Non-Concussive Head Injuries Can Still Affect Learning and Memory
With all the recent attention paid to brain injuries recently, parents across the nation are starting to ask questions about the safety of their children s’ brains. One of the most frequent questions they have is how hard of an impact is needed to cause even relatively minor damage to the brain and neurological development.
The common assumption is that long-term neurological damage requires a fairly strong collision, but research supported by the National Institutes of Health (NIC) and the National Operating Committee on Standards for Athletic Equipment (NOCSAE) says even the smallest forms of traumatic brain injury (TBI) can potentially cause damage to brain tissue responsible for controlling the speed of nerve signals, also known as white matter.
“We found differences in the white matter of the brain in these college contact sport athletes compared to non-contact sport varsity athletes,” said study author Dr. Thomas W. McAllister of Indiana University School of Medicine in Indianapolis. “This group of athletes with different susceptibility to repetitive head impacts raises the question of what underlying factors might account for the changes in learning and memory, and whether those effects are long-term or short-lived.”
Medical Daily reports Dr.
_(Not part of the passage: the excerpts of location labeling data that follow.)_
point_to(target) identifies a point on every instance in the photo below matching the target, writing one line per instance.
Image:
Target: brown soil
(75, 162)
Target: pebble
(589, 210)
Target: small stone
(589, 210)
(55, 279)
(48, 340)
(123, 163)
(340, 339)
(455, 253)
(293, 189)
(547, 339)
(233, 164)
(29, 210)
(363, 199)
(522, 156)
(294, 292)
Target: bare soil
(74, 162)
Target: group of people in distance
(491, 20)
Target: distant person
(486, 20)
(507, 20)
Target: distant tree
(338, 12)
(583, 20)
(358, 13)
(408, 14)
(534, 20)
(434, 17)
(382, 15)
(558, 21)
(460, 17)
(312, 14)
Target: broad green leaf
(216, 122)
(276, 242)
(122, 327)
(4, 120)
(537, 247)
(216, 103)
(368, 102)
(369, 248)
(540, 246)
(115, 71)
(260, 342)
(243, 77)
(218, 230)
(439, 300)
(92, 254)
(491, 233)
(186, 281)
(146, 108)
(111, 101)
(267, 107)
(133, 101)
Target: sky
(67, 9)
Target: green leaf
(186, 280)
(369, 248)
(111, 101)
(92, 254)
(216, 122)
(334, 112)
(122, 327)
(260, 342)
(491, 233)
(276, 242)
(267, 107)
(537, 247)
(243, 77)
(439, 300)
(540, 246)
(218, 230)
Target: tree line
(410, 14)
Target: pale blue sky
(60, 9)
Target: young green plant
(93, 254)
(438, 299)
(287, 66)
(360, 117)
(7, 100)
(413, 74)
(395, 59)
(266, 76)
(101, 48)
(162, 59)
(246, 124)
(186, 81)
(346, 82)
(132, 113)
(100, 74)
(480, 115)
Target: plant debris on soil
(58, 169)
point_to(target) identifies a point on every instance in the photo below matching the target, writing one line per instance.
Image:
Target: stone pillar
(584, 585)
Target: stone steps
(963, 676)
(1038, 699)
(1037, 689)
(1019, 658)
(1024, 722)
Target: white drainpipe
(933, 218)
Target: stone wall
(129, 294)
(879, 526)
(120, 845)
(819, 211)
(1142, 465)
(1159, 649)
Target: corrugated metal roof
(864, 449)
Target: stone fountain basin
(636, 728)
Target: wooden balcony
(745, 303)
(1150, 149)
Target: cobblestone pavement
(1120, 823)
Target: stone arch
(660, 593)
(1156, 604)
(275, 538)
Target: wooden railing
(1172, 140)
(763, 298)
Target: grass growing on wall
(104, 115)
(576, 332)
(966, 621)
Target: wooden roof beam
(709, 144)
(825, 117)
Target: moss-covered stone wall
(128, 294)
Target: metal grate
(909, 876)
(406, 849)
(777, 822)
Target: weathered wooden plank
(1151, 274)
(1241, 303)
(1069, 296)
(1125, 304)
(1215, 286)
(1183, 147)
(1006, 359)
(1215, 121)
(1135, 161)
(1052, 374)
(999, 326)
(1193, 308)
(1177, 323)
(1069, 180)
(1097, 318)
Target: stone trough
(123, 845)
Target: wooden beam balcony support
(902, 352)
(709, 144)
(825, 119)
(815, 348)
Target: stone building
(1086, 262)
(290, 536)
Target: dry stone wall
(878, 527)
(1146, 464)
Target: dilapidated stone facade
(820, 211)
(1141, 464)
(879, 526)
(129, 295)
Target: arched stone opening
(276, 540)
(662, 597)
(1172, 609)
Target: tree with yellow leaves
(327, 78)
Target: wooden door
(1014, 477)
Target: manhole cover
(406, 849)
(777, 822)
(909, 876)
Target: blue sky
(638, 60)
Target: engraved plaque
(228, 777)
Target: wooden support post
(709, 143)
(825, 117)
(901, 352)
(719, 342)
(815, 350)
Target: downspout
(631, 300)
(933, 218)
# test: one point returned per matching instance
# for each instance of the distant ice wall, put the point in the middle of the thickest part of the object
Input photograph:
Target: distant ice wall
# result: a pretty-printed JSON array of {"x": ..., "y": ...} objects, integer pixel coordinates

McAllister and his colleagues recruited 80 varsity level football and ice hockey players from Dartmouth Colege’s Division I athletic program who had not been previously diagnosed with a concussion. Each athlete underwent brain scans as well as learning and memory tests to asses their cognitive abilities, and every player was equipped with a high-tech helmet that records the head’s acceleration-time in the immediate time following a collision. The data from these 80 concussion-free Division I football and hockey players was then compared against 79 athletes from a selection of non-contact sports including track, crew, and Nordic skiing.
The researchers found there was a subgroup of participants within both the contact and non-contact sport athletes who scored lower than expected on verbal learning and memory tests. Roughly 20 percent of athletes in contact sports and 11 percent of non-contact athletes showed a change in nerves that connect the sides of the brain together, known as the corpus callosum region. According to Dr. McAllister, this type of change in the brain’s makeup is found in less than 7 percent of non-athletes.
“The degree of white matter change in the contact sport athletes was greater in those who performed more poorly than expected on tests of memory and learning, suggesting a possible link in some athletes between how hard/often they are hit, white matter changes, and cognition, or memory and thinking abilities,” Dr. McAlister added.